Cela ne signifie pas pour autant que les audiences n'auront aucun impact. Les audiences sont susceptibles de mettre en lumière les risques pour la vie privée, la concurrence et les risques systémiques du plan de Facebook.

"Il y a tellement de questions auxquelles il faut répondre et il y a juste trop peu de temps", a déclaré Christina Tetreault, conseillère principale en matière de politique chez Consumer Reports. «Nous avons appelé à un certain nombre de protections des consommateurs en matière de crypto-monnaie, aux niveaux fédéral et des États. … J'espère que les nombreuses questions sans réponse seront examinées et que les grandes préoccupations seront résolues avant que tout fonds de consommation ne soit détenu. ”

Les auditions peuvent également donner aux législateurs un aperçu plus approfondi du système de paiement américain, ainsi que focaliser les régulateurs sur les efforts de Facebook.

«Ce que le Congrès pourrait faire… c’est mieux comprendre le fonctionnement du système de paiement», a déclaré Karen Shaw Petrou, associée directrice de Federal Financial Analytics. «Là où les risques se situent, qu’il s’agisse de produits de paiement cryptés ou technologiques, et garantissent très rapidement la robustesse du système de paiement américain. Pour le moment ce n’est pas le cas.

«Nous avons un système de paiement interbancaire très solide, poursuit Petrou, mais les sociétés de plateformes technologiques le choisissent très rapidement et deviennent agents de système de paiement de différentes manières, sans nécessairement disposer du capital et des liquidités nécessaires pour supporter les risques de leur système de paiement.

Il faudra probablement appuyer Facebook pour que la nouvelle crypto-monnaie ne compromette pas les données des consommateurs. Les comités du Sénat sur les banques, Mike Crapo, R-Idaho et Brown, ont présenté un projet de loi sur la protection des données et la sécurité.

«Cela joue vraiment sur ce que Crapo et Brown faisaient déjà sur l’ensemble du problème de la sécurité et de la confidentialité des données», a déclaré Fettig. "Cela leur donne juste une autre audience de haut niveau."

Il a ajouté qu'avec le lancement de Libra, Facebook obtiendrait encore plus d'informations sur les consommateurs que celles dont il dispose déjà.

"Ce qui est intéressant, c’est parce qu’il s’agit d’une monnaie, il y aura plus de données personnelles que Facebook va avoir sur les gens", a déclaré Fettig.

Jusqu'à présent, le malaise entourant Facebook semble être bipartisan.

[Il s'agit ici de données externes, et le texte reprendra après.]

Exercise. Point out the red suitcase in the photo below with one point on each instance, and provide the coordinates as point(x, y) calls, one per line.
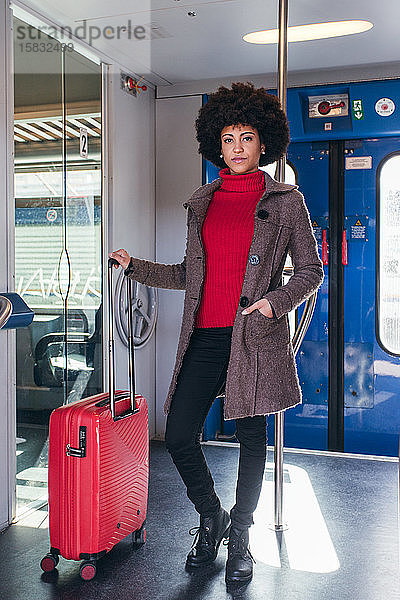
point(98, 469)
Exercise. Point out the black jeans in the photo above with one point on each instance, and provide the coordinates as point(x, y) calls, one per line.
point(200, 379)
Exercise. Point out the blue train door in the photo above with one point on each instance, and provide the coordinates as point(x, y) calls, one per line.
point(372, 296)
point(348, 363)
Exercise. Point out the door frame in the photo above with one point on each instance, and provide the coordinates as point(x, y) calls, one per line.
point(8, 462)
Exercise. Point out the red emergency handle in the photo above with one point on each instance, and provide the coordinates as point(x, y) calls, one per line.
point(324, 248)
point(344, 248)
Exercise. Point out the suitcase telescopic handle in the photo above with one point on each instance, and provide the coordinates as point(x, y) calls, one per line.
point(111, 347)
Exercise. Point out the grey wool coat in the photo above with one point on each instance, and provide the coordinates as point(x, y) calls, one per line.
point(261, 376)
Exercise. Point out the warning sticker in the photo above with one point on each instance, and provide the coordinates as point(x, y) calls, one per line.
point(358, 109)
point(319, 223)
point(385, 107)
point(51, 215)
point(358, 230)
point(358, 162)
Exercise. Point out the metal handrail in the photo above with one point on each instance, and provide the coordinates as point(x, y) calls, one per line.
point(5, 310)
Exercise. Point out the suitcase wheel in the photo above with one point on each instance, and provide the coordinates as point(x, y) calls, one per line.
point(139, 536)
point(49, 562)
point(87, 570)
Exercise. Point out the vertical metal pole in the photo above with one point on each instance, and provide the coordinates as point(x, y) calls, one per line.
point(111, 345)
point(279, 417)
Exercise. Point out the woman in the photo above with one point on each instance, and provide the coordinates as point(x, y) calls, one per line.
point(240, 228)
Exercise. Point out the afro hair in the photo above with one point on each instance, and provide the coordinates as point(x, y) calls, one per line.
point(242, 105)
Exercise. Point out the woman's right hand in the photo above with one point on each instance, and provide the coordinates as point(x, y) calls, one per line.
point(122, 257)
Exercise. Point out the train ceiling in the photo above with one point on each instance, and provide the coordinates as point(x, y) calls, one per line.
point(175, 46)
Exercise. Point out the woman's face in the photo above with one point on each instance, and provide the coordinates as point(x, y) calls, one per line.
point(241, 148)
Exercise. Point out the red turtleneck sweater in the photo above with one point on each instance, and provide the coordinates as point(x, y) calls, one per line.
point(227, 233)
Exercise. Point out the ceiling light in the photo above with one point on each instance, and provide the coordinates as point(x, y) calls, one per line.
point(314, 31)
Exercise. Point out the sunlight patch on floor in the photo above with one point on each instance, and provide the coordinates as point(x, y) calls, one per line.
point(306, 541)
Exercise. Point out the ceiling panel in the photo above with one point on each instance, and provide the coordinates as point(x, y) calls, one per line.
point(179, 48)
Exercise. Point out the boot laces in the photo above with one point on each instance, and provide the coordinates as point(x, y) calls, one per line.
point(237, 547)
point(201, 536)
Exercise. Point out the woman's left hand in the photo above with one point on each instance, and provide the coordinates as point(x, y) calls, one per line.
point(262, 305)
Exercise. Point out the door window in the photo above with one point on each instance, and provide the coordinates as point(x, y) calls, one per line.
point(388, 272)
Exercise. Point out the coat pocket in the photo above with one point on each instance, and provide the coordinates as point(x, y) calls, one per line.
point(268, 330)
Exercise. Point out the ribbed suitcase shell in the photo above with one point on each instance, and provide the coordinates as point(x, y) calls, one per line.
point(96, 501)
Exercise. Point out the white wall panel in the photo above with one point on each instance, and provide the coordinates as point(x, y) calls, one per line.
point(7, 338)
point(178, 174)
point(131, 211)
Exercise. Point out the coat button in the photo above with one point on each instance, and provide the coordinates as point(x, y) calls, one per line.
point(254, 259)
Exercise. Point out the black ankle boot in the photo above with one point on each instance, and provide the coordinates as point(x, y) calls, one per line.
point(208, 538)
point(239, 566)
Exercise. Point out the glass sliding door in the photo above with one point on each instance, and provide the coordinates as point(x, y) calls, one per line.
point(57, 243)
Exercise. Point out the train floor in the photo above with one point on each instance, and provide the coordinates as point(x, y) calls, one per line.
point(341, 540)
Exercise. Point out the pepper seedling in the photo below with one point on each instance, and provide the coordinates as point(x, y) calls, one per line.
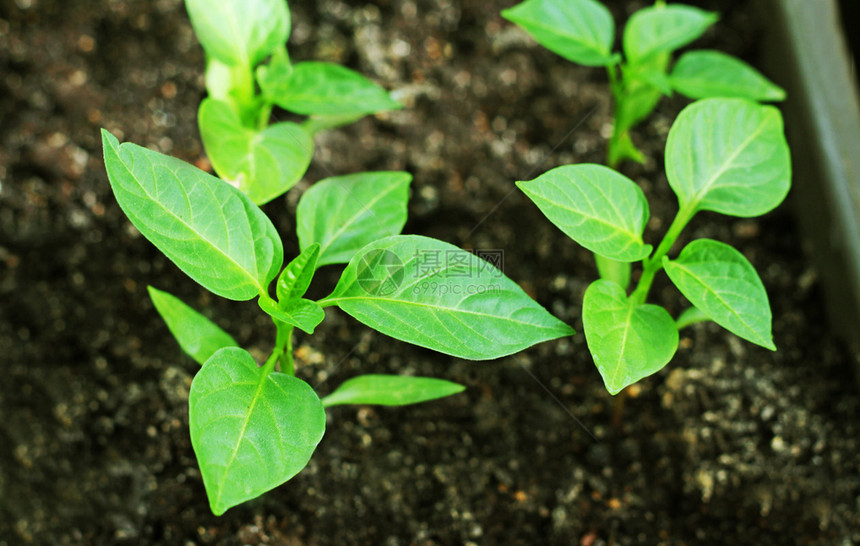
point(253, 428)
point(248, 72)
point(583, 31)
point(727, 156)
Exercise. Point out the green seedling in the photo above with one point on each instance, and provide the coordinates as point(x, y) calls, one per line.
point(248, 72)
point(583, 31)
point(254, 427)
point(727, 156)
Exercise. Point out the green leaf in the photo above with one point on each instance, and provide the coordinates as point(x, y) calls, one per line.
point(251, 430)
point(433, 294)
point(728, 156)
point(597, 207)
point(301, 313)
point(324, 88)
point(627, 341)
point(239, 32)
point(345, 213)
point(296, 277)
point(581, 31)
point(643, 86)
point(719, 281)
point(660, 29)
point(208, 228)
point(704, 74)
point(198, 336)
point(390, 390)
point(262, 164)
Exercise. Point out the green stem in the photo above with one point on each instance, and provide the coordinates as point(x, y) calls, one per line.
point(284, 347)
point(652, 265)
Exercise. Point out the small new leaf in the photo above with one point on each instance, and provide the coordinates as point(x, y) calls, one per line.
point(316, 88)
point(581, 31)
point(627, 341)
point(728, 156)
point(721, 282)
point(345, 213)
point(208, 228)
point(262, 164)
point(239, 32)
point(433, 294)
point(198, 336)
point(390, 390)
point(704, 74)
point(251, 431)
point(597, 207)
point(301, 313)
point(661, 29)
point(296, 277)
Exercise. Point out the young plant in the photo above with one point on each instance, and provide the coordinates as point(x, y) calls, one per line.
point(254, 427)
point(248, 72)
point(583, 31)
point(723, 155)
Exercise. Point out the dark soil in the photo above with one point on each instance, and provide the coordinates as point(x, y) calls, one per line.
point(731, 444)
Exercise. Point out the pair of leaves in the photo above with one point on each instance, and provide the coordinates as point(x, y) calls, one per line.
point(724, 155)
point(239, 33)
point(582, 31)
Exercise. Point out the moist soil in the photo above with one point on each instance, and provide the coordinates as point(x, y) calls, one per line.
point(730, 444)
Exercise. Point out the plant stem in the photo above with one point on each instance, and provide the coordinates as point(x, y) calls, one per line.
point(652, 265)
point(691, 316)
point(284, 347)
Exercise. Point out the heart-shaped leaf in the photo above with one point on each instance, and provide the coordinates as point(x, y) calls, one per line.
point(719, 281)
point(627, 341)
point(315, 88)
point(660, 29)
point(296, 277)
point(728, 156)
point(251, 431)
point(597, 207)
point(345, 213)
point(435, 295)
point(262, 164)
point(239, 32)
point(198, 336)
point(301, 313)
point(390, 390)
point(208, 228)
point(704, 74)
point(581, 31)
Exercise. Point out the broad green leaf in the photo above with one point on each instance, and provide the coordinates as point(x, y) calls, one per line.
point(627, 341)
point(239, 32)
point(324, 88)
point(728, 156)
point(251, 431)
point(301, 313)
point(262, 164)
point(433, 294)
point(390, 390)
point(597, 207)
point(296, 277)
point(581, 31)
point(208, 228)
point(703, 74)
point(198, 336)
point(719, 281)
point(345, 213)
point(659, 29)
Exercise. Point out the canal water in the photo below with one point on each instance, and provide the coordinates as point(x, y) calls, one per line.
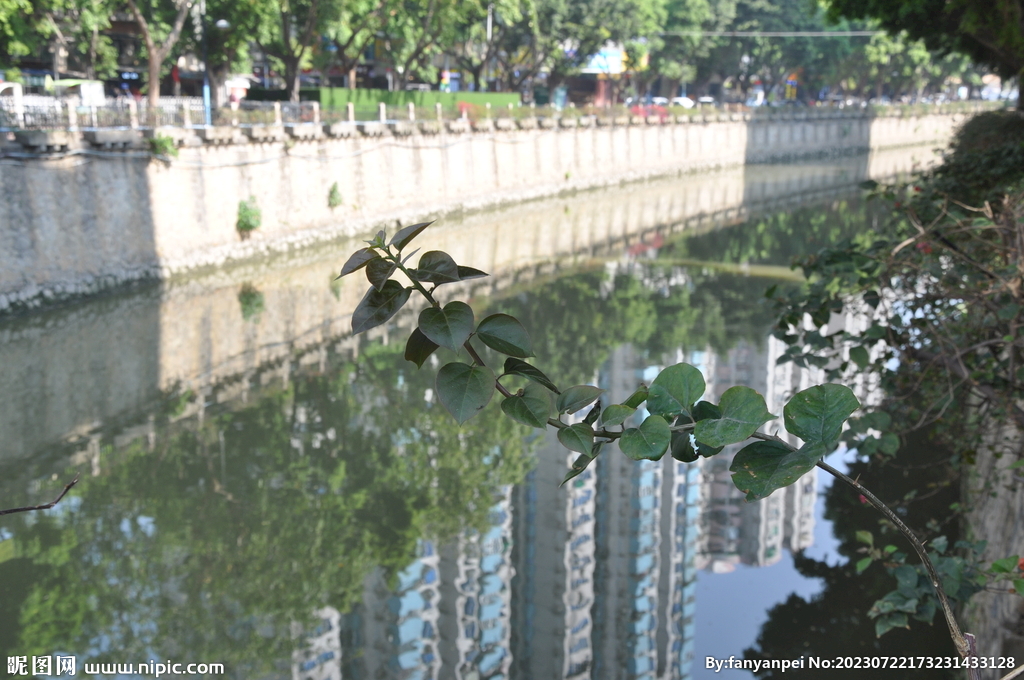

"Il y a beaucoup d'inquiétudes dans tout le spectre politique", a déclaré Petrou. "L’inquiétude croissante concernant un pouvoir oligopole monopoliste, en particulier quand il commence à être exercé dans les portefeuilles individuels des ménages, je ne pense pas que ce soit une préoccupation partisane."

Fettig a déclaré que les deux parties voudront probablement préciser à qui appartiennent les données des consommateurs.

"On ne se sent pas partisan de l'inquiétude ou de la supervision que tout le monde semble vouloir pouvoir faire ici", a-t-il déclaré. "La préoccupation même des républicains est de savoir qui contrôle ces données."

Boltansky a ajouté que Facebook avait déjà subi le contrôle de Washington à cause de l'ingérence de la Russie dans l'élection présidentielle de 2016 et que d'autres scandales avaient probablement alimenté l'action rapide visant à fixer des dates d'audience pour ses projets de crypto-monnaie.